Orchid VPN may provide you with access to today’s popular streaming channels like Netflix and Hulu (as long as the “hops” are in the relevant locations), but actually watching the content may be a whole different story.
Our tested download speeds were far from sufficient to watch anything even remotely data-heavy, but if your basic internet speed is high enough (say, over 300Mbps), this might not be a mission impossible for you.
About the company
The organization behind this VPN is known as Orchid Labs and is based in San Francisco, California.
Since the company’s model involves the services of multiple VPN providers, the number of server locations you can connect to can’t be pinpointed. Each time we connected to test the service, however, the server was in the US.
Privacy and encryption
Thanks to Orchid VPN’s decentralized nature, no one will know what you’re doing online, so you can be sure to remain anonymous even when torrenting.
In addition to connecting to your given “hops” in the app, you can also enter your own OpenVPN and WireGuard configs for even more privacy and security.
According to the provider, all the traffic goes through at least two layers of encryption. Add to this the multi-hop feature and you’re getting quite a lot of anonymity.
While its Windows app is still being developed, Orchid VPN currently has user-friendly clients for Mac, iOS, and Android. Unfortunately, no other platforms seem to be supported at this time.
At the time of writing, the provider’s Android app has a score of 3.8 stars (out of 5) and has been installed by over 10,000 users. The iOS/Mac app had a better score – 4.7 stars – but has only been rated by 9 people.
While the website is a pretty good source of information on anything related to this VPN solution, be it in the form of an informative blog, whitepaper, or FAQ section, you can also try to contact Orchid VPN via Twitter, Telegram, Reddit, Facebook, LinkedIn, YouTube, or even GitHub. If all else fails, then there’s the trusty email method.
Speed and experience
Connecting to the Orchid VPN Android app was extremely simple. All you need to do is tap on the “Connect” button, wait a few seconds, and you’re ready to go.

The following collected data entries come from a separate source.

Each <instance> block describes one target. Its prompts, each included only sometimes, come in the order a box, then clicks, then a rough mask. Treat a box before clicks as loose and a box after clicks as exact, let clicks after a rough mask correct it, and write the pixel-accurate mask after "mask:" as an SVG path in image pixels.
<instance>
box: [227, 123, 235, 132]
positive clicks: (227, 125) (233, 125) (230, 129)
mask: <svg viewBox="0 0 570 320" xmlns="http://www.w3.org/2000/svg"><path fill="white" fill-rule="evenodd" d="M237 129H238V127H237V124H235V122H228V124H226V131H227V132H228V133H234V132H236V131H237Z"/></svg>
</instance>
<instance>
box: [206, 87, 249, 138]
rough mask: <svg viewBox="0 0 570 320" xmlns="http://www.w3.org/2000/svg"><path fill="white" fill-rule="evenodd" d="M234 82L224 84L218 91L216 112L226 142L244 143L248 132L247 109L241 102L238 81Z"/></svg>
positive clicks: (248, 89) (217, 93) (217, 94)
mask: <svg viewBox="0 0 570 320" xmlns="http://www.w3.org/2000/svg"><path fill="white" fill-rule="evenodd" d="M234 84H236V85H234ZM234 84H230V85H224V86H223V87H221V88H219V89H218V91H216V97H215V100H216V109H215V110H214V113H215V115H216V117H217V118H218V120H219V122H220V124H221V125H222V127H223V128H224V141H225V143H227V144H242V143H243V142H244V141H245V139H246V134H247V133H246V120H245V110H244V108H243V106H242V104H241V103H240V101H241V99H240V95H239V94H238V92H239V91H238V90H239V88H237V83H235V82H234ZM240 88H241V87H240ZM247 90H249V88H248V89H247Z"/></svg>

Our testing connection wasn’t very fast to begin with, with a download speed of just 30.88Mbps. Upon connecting to the only location we could (there was no way to choose) – the US – we got some very disappointing results, ranging from 1.6 to 1.97Mbps.
This is hardly enough for data-heavy activities like video streaming, but if your Internet connection is much faster than ours (say 370Mbps, which would probably deliver around 15-20Mbps), then it just might be suitable.

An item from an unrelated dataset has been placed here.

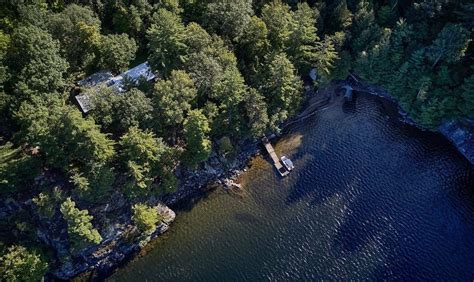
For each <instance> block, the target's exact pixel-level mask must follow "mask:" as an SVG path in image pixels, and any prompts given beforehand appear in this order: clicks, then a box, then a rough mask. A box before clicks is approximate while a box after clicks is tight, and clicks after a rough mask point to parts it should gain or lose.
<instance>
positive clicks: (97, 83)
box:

Still, the reduction in download speeds with this service is significant – and much greater than among the competition.
While the platform guarantees a higher level of privacy than its non-blockchain-based counterparts, Orchid VPN can hardly keep up with the industry heavyweights. In fact, it’s far behind in terms of download speeds, platform support, prices, and extra features.
However, it can match them in the number of simultaneous connections, app simplicity, and access to geo-restricted content, provided you have access to higher speeds than we did.